Pippa.—Non, non, je ne veux point.
Nanna.—Comprends-moi donc bien alors et quand tu m'auras comprise, mets en œuvre mes conseils. Si tu les suis, les hommes ne sauront pas se garder de toi, tandis que tu sauras te garder d'eux. Laisse-les mugueter des fenêtres des chambres qui donnent sur les tiennes, avec des colliers à la main, des fourrures de zibeline, des perles, des bourses pleines dont ils feront résonner les doublons qui sont dedans en les frappant du poing; ces amorces-là sont des contes en l'air, des niaiseries, des attrape-nigauds, des jeux d'enfants, des moyens de duper ceux qui jettent les yeux dessus; sitôt qu'ils s'aperçoivent que tu leur fais de l'œil, croyant qu'ils vont te le donner, ils te font la figue en s'écriant:—«Tiens, prends-moi ça, carogne, truie, garce!»
Pippa.—S'ils me font de pareilles niches, je ne laisserai pas à mes enfants le soin de m'en venger.

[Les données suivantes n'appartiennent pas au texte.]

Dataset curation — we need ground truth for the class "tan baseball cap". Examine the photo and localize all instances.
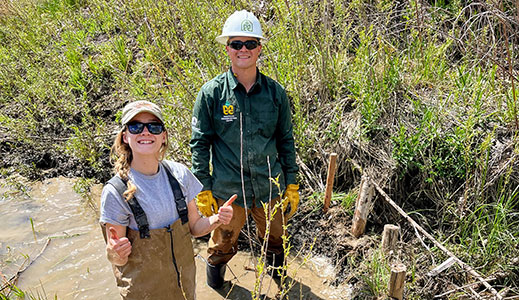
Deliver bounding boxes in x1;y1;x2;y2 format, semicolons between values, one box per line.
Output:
121;100;164;126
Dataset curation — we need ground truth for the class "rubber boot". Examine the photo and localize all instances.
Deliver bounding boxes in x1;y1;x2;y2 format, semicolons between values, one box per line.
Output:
267;253;286;279
205;263;227;289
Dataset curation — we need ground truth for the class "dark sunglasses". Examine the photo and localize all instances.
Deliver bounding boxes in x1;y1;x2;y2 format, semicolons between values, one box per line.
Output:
227;40;260;50
126;122;164;134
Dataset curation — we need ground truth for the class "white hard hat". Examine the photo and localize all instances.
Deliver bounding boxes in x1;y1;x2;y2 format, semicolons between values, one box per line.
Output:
216;10;266;45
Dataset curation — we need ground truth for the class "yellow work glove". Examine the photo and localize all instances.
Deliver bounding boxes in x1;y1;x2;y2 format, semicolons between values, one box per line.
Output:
196;190;218;217
283;184;299;219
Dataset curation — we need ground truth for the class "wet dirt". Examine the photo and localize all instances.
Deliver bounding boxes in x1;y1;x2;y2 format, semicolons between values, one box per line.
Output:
0;177;350;300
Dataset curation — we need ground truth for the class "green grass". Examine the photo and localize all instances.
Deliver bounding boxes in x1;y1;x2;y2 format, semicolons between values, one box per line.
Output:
0;0;519;294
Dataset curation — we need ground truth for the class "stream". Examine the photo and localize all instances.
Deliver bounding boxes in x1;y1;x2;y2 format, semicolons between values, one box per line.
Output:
0;177;350;300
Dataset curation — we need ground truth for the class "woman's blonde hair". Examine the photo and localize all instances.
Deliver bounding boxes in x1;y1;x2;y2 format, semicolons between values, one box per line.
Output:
110;126;169;201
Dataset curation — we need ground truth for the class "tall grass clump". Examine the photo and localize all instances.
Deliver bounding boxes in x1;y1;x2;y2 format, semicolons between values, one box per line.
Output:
0;0;519;295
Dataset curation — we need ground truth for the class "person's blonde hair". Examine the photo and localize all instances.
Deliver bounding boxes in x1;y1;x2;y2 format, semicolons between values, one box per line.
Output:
110;127;169;201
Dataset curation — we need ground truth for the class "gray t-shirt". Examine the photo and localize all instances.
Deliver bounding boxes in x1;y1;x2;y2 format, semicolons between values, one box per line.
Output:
99;160;202;230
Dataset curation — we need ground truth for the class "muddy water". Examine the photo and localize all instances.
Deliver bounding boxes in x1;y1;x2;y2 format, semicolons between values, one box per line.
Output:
0;178;349;300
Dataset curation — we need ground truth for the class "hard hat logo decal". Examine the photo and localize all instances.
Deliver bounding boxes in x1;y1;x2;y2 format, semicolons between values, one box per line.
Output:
241;20;254;32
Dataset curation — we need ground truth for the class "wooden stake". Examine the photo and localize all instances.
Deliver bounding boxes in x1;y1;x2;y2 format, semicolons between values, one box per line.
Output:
323;153;337;213
372;182;503;300
351;176;374;237
388;264;407;300
382;224;400;254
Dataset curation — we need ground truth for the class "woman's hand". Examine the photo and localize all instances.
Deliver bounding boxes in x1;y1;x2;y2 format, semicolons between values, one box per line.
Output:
218;194;238;225
106;224;132;266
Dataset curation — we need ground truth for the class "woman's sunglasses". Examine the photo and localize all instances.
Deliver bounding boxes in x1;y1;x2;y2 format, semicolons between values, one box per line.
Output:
227;40;260;50
126;122;164;134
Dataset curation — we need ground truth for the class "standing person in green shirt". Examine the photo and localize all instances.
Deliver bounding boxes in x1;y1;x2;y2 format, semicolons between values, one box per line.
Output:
190;10;299;289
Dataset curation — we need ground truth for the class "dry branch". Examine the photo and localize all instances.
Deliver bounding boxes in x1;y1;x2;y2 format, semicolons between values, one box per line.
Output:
0;238;50;292
371;181;503;299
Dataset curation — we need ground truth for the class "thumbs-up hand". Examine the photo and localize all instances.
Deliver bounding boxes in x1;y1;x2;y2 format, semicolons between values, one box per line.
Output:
218;194;238;225
106;224;132;266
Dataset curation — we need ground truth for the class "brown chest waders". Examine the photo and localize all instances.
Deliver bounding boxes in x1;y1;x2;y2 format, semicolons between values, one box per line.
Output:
102;164;196;300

Nanna.—Paye-toi encore des pots et des chaudrons de poix qu'ils viendront mettre sous tes fenêtres, pour les incendier et les fracasser, ajoutes-y les chiffons enduits de cire avec lesquels ils feront sauter les gonds de ta porte et la renverseront de haut en bas. Pour te bien assaisonner la bouillie de fèves, voudront en être aussi tout le vacarme, les cris, les sifflets, les plaisanteries, les injures, les pets, les rots, les bravades dont ils se servent en guise de réveille-matin quand tu dors; les voici qui te font la procession autour de ta maison, criant à haute voix tes défauts, absolument comme on devrait crier les leurs.